← Back to context

Comment by simonw

3 years ago

This is an interesting approach to this problem.

I like the idea of building the new schema as an in-memory database. You could even go a step further and compare them using a SQL query that joins across the two databases (SQLite supports this, it's pretty neat).

I'm a bit nervous about how edge-cases might screw things up, but a nice thing about SQLite is that backups are really cheap so I guess you can protect against any risks by creating a backup before running this script.

My preferred approach to database migrations is the one implemented by Django: migrations are a sequence of transformations stored in files on disk, and the database includes a table that says which of those migrations have been applied. This keeps everything in version control and means there's no chance of the wrong migration being applied in the wrong way.

It's quite a bit more work to setup though. I don't have my own Django-style migration system for SQLite yet and I really need one.

I really love how clean and short the implementation of this is! https://david.rothlis.net/declarative-schema-migration-for-s...

I worked with Django at a startup for <1y on a team of ~10 engineers. Django migrations are easy and better than a lot of what's out there, but I thought they could be better for the following reasons:

1. Merge migrations are annoying. Especially when you get some engineering velocity going, it's very common to get some conflict. Almost every single time, the merge migrations did not conflict at all.

2. Migrations made checking out someone's code to run on your local machine difficult. You gotta remember to unmigrate before checking out your own branch again, otherwise some future migration may fail.

3. Migrating/unmigrating can be hard to reason with. There has been a lot of cases were a junior engineer pulls the latest code, then realizes their DB is borked due to migrations (maybe a phantom migration that is no longer in their codebase). In some of those cases, we just tell them to start from scratch, since it's easier.
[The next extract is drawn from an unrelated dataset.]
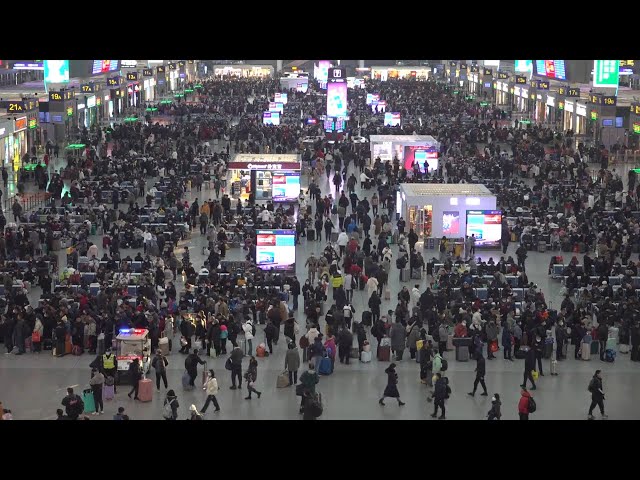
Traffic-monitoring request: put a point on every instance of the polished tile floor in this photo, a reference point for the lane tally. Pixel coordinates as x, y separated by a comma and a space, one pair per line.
33, 385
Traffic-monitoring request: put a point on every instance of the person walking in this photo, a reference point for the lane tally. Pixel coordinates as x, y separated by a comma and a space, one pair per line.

The solution outlined by OP is nice because it eliminates the overhead of those migration files, and only looks at the intended state (the SQL file), and the actual state (the database). While the migration files do provide some necessary ceremony for dealing with user data in prod, I'm not sure if we've ever gotten anything good out of said ceremony versus the overhead we needed to maintain.

  • Yeah I think what you're describing is an issue for all "traditional" database migrations, that is, switching between branches is an issue.

    I think the best thing to do is, during development, recreate and re-populate the database on every branch change automatically. I have that set up in my current project, although I have to remove the database file manually for now. My test data is hardcoded into my codebase, using the repository access code to save the data on startup, if a "load test data" flag is set.

    of course, using an in-memory database would also resolve it, but then any changes I make in the data at runtime would be lost every time.

Disclosure, I'm the co-author of the blog post.

> My preferred approach to database migrations is the one implemented by Django: migrations are a sequence of transformations stored in files on disk, and the database includes a table that says which of those migrations have been applied. This keeps everything in version control and means there's no chance of the wrong migration being applied in the wrong way.

Do the transformations have to be applied in sequence? If so how does this handle resolving git conflicts? With our system mostly conflicts in our database.sql script are resolved automatically with git merging. And CI works well because we downgrade the database to the version of database.sql found in $(git merge-base main HEAD) before running integration tests.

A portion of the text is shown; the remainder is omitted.